I Bring it all to Him


January 24, 2015


I have cried and felt like crying all day today. I don't know why, but God often brings me to the bathroom to meet with Him. I found myself weeping in my bathroom today (don't worry, it was clean), kneeling at the toilet, my face on the toilet seat lid and my chest heaving so many tears.

Now, for those of you who know me, this would not come as a surprise. But this was the first day like that for me since I arrived in Uganda.

Today the weight of what God has called me to was too heavy today - I was filled with loneliness and despair and overwhelmed by just how much pain and suffering I see around me. I guess part of it was compassion, but the other part was the devil trying to bite at me again and try to get me to listen to him instead of Him (God).

And it was in that crying that God began to speak:

Me: God, I can't do this. It's too heavy.
God: I gave you this opportunity. You were obedient. You said yes. I love you. I didn't promise you that the call would be easy - I promised that I would be with you through it.

Then a song from one of my favourite bands came to mind: "I Bring it to You"

"I bring it to You
There's wonder in all that You do
I bring You the scraps that make up my soul
And You make me whole
I'm Yours"

This line stood out:

"I bring You the scraps that make up my soul, and You make me whole"

Sometimes all we have to offer God are the scraps of our soul. But the god thing is that He is the one who can make us whole again.

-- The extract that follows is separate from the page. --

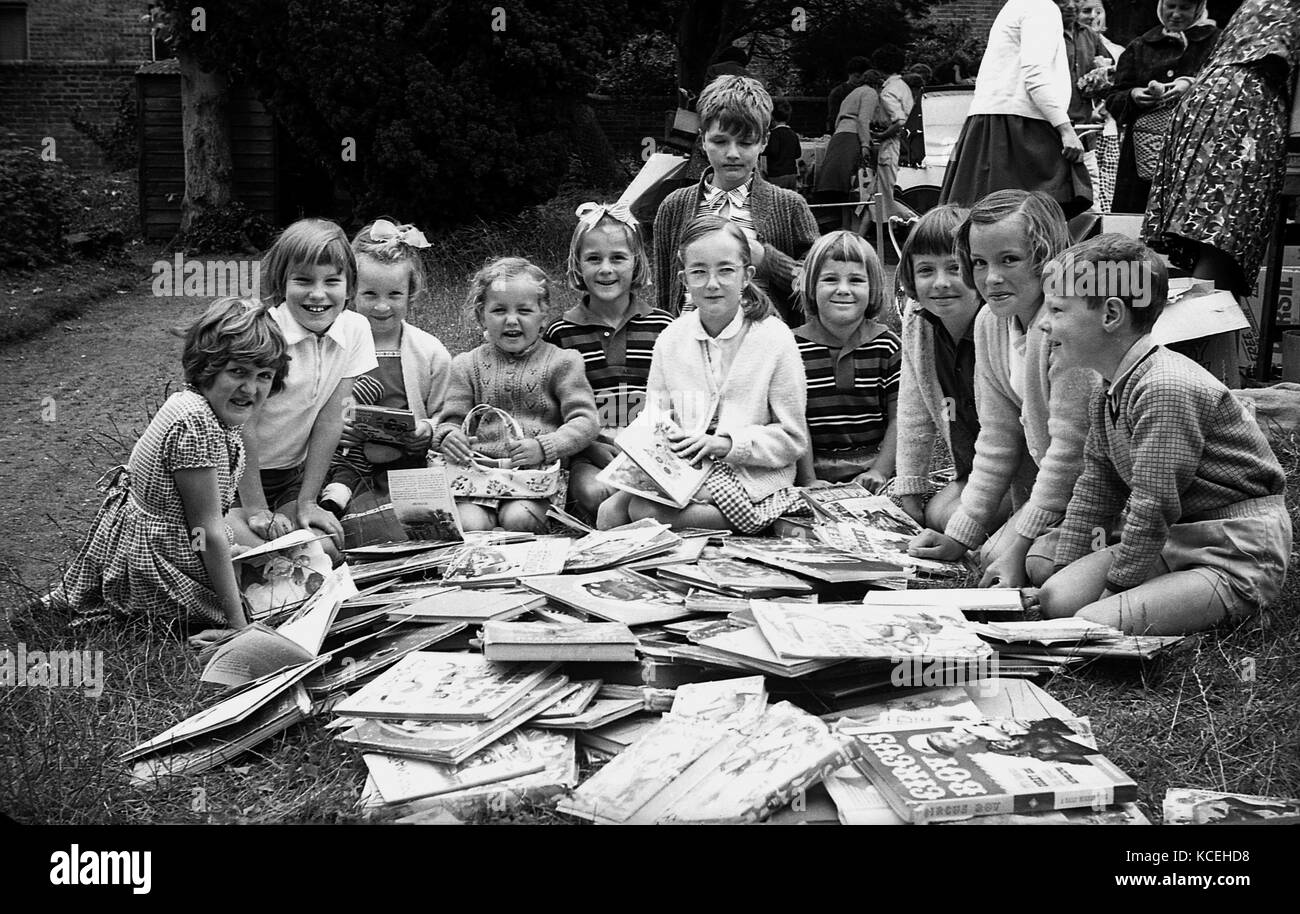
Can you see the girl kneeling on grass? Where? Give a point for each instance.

It is when I get to the end of my strength that God shows just how strong He is. And if me being in Uganda has little to do with ME  but all to do with my HEAVENLY FATHER, then of course it makes sense that I surrender all the pieces of me to Him. "He is able to do exceedingly, abundantly above all we could ever ask or imagine." He makes up for in spades all that I lack. And boy do I lack.

Today was not a great day emotionally for me, but God is still here with me, leading me through the times where I start taking on the burdens I see around me instead of giving them to Him.